Fayn’da yepyeni bir köşe başlıyor. Adı ‘Ahlak Bekçisi’.
Bakmayın adına. Ahlak bekçiliği kimsenin haddi değil. Çünkü ahlaki değerler hem kimsenin tekelinde olamayacak kadar toplumsal, hem de herkesin tercihlerine göre değişebilecek kadar bireysel.
Kendi içinde çelişen bir cümle kurdum gibi duruyor ama inanın öyle değil. Çelişik değil de karışık diyelim. Zaten insana ve eylemlerine dair hangi kavram karışık, karmaşık hatta çapraşık değil ki?
Bu yazının esas amacı, ‘Ahlak Bekçisi’ köşesinde neler yapacağımızı anlatmak ama gelin önce şu karmaşayı çözmeyi deneyelim.
En baştan söyleyeyim, hiç kolay bir iş değil. Matematik ya da geometri değil ki bu; değişmez evrensel kurallara bağlı olsun, her problemin sadece bir doğru yanıtı olsun. 7+8=15’tir ve bu tartışmaya açık değildir. Ya da üçgenin iç açılarının toplamı 180 derecedir ve bu kural evrenin neresine giderseniz gidin, tarihte hangi döneme bakarsanız bakın değişmez, hiç kimse de değiştiremez.
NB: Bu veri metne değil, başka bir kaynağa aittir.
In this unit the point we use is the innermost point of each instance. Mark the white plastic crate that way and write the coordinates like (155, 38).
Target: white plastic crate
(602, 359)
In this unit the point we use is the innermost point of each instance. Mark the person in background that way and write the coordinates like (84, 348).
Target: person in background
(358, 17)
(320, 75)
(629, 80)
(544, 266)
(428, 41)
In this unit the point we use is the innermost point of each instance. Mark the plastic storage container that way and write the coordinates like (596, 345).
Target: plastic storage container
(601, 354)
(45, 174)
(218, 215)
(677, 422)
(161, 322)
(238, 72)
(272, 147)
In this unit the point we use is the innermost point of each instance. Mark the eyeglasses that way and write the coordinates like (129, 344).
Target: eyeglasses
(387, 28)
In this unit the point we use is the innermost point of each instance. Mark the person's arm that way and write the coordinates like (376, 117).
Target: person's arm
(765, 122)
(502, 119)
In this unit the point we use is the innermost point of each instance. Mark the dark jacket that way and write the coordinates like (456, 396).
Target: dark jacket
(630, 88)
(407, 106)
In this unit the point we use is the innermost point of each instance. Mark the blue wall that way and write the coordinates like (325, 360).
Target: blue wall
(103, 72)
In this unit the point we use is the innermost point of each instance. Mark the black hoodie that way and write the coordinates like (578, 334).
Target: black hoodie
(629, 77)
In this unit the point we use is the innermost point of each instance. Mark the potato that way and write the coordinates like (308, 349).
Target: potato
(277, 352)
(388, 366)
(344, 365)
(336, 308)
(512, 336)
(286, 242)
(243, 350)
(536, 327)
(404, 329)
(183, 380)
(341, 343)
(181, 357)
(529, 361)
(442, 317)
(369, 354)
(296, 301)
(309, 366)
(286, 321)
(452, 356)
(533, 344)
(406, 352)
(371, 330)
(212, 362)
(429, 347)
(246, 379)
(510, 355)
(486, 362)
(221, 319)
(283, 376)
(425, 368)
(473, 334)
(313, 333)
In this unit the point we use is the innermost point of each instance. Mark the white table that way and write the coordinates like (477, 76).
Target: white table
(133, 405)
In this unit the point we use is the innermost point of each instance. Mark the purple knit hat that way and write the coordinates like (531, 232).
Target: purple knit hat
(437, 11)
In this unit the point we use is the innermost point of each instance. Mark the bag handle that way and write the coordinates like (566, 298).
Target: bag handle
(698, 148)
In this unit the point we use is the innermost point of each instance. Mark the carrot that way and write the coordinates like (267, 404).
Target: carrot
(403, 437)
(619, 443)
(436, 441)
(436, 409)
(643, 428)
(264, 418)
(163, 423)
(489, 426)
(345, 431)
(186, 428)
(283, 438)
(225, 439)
Ama ahlak öyle değil işte.
Ahlaki değerler toplumdan topluma, zamandan zamana hatta kişiden kişiye değişebiliyor. Öyle ya… Bir Fransızla bir Türkün değerleri ya da bir Rusla bir Japonunki aynı mı? 18. yy’da yaşamış bir Amerikalıyla bugünkü Amerikalı aynı değerlerle mi yaşıyor? Peki sizin ahlaki değerlerinizle yan komşunuzunkiler ne kadar örtüşüyor? Karmaşayı çözelim dedik ama iyice karıştı ortalık değil mi? Bir dakika… Valla toparlayacağım.